Additional Paid-In Capital vs Contributed Capital Overview, Differences

The share premium can be money received for the sale of either common or preferred stock. A balance is recorded in this account only when there’s a direct share sale from the company, usually from a capital raise or initial public offering. Secondary trading between investors does not impact the share premium account. Share premium can be money received for the sale of either common or preferred stock.

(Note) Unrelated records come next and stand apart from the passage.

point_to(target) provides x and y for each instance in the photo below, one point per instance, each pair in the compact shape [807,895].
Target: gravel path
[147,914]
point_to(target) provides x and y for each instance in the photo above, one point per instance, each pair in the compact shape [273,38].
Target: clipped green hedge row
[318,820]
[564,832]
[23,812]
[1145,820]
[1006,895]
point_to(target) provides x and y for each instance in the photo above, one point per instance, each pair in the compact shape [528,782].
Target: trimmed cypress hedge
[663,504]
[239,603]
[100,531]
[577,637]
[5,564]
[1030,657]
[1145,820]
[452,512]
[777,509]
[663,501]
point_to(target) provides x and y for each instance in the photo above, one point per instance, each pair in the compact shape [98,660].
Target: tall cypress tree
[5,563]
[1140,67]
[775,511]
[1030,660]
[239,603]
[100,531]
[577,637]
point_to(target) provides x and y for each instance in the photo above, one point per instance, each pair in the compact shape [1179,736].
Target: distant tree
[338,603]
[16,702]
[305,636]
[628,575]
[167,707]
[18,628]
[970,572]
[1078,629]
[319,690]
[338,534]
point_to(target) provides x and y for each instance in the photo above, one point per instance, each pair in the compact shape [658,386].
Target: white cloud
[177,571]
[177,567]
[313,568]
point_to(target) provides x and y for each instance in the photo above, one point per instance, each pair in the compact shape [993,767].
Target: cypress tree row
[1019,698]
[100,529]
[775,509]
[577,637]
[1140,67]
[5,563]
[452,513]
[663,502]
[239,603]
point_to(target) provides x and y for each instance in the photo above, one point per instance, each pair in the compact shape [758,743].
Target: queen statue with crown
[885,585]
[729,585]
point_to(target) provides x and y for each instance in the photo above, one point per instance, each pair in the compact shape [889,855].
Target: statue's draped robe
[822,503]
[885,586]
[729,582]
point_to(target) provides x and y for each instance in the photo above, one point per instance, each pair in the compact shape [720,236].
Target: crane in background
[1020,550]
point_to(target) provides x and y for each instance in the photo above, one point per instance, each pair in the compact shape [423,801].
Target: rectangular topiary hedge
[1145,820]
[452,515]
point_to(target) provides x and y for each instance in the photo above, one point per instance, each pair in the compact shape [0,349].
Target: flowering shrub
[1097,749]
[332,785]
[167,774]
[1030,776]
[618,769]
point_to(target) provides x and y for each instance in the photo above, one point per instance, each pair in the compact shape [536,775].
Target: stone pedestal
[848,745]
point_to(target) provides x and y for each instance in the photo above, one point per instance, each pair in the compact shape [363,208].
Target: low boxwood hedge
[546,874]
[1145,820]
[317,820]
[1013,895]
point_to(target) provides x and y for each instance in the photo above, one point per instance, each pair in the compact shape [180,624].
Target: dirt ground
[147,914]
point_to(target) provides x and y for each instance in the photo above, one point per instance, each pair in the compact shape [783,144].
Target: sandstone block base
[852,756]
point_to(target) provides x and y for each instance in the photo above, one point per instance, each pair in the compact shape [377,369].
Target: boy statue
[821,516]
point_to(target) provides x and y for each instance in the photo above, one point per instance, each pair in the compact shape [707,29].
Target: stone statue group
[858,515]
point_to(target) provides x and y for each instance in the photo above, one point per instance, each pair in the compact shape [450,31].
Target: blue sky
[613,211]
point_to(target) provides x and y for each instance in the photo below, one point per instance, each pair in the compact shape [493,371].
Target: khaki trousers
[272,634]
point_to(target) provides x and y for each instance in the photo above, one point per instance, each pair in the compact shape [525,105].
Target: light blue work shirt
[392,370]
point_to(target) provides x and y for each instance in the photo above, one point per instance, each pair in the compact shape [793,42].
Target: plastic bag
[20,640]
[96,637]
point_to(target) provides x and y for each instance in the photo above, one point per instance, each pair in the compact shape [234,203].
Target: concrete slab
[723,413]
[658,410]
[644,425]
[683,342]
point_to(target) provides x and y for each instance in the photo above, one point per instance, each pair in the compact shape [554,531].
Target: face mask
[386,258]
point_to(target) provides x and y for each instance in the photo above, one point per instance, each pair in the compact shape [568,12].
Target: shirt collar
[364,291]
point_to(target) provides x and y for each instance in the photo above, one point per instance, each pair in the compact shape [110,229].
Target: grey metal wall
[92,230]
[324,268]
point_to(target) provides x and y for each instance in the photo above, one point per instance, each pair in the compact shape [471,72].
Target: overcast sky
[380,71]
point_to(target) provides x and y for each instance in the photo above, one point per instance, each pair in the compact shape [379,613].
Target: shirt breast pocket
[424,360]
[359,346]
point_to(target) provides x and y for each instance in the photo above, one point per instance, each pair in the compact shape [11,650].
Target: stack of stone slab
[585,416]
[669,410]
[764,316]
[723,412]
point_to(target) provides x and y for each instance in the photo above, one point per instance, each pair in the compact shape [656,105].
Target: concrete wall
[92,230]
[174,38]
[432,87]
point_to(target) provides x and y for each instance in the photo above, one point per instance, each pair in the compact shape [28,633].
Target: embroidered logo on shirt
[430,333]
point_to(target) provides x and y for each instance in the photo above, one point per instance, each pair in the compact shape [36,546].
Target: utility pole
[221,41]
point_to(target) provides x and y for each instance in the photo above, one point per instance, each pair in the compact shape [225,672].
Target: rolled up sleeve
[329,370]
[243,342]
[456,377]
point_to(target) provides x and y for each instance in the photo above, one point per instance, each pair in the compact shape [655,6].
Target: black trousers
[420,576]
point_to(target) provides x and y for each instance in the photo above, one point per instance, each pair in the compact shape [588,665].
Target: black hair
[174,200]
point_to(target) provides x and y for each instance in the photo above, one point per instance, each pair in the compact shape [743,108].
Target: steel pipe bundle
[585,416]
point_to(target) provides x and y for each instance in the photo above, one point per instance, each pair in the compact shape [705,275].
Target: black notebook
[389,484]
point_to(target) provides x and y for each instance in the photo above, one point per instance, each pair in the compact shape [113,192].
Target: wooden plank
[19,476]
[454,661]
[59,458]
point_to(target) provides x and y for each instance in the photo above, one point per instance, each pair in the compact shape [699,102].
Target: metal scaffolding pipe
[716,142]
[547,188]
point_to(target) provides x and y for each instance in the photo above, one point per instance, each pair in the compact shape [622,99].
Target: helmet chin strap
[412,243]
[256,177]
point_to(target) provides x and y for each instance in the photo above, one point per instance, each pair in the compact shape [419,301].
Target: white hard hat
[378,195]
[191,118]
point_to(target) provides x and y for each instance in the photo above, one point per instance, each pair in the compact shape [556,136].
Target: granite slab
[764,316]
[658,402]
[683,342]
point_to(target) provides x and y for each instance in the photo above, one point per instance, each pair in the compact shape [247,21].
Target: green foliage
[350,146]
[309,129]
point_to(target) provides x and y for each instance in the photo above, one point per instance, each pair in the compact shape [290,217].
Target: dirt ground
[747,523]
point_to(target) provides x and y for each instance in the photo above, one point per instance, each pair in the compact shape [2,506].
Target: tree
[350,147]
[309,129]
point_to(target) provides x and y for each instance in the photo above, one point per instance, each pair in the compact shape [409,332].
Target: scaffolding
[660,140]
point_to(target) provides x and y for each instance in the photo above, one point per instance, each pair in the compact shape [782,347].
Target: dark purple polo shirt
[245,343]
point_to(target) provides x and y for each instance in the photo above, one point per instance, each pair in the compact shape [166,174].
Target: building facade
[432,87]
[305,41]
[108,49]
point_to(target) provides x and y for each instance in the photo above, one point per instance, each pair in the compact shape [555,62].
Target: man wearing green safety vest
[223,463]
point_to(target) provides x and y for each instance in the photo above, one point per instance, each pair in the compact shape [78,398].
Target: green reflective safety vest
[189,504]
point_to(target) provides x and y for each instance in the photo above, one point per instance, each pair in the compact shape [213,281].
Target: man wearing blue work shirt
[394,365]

A balance is recorded in this account only when there’s a direct share sale from the company, usually from a capital raise or initial public offering (IPO).

  1. Where shares are presented as liabilities, the share premium should be presented as part of the liability.
  2. A share premium account is recorded in the shareholders’ equity portion of the balance sheet.
  3. The value of a share premium account likely changes over time as a company issues new shares at the market value as opposed to the par value.
  4. The share premium account records the amount received that is above the subscription price of a share.
  5. The timing of initial recognition of issued shares should follow legal and regulatory requirements.

The difference between the par value and the subscription amount is the share premium. Ten dollars is credited to the common stock account and the additional $14,990 is credited to the share premium or additional paid-in capital account. Therefore, the shareholders paid $15 for each share of stock, the company raised $15,000 in equity capital, out of which $10,000 is the share capital, and the remaining $5,000 is the share premium. Both the share capital and the share premium are recorded in the balance sheet under shareholder’s equity.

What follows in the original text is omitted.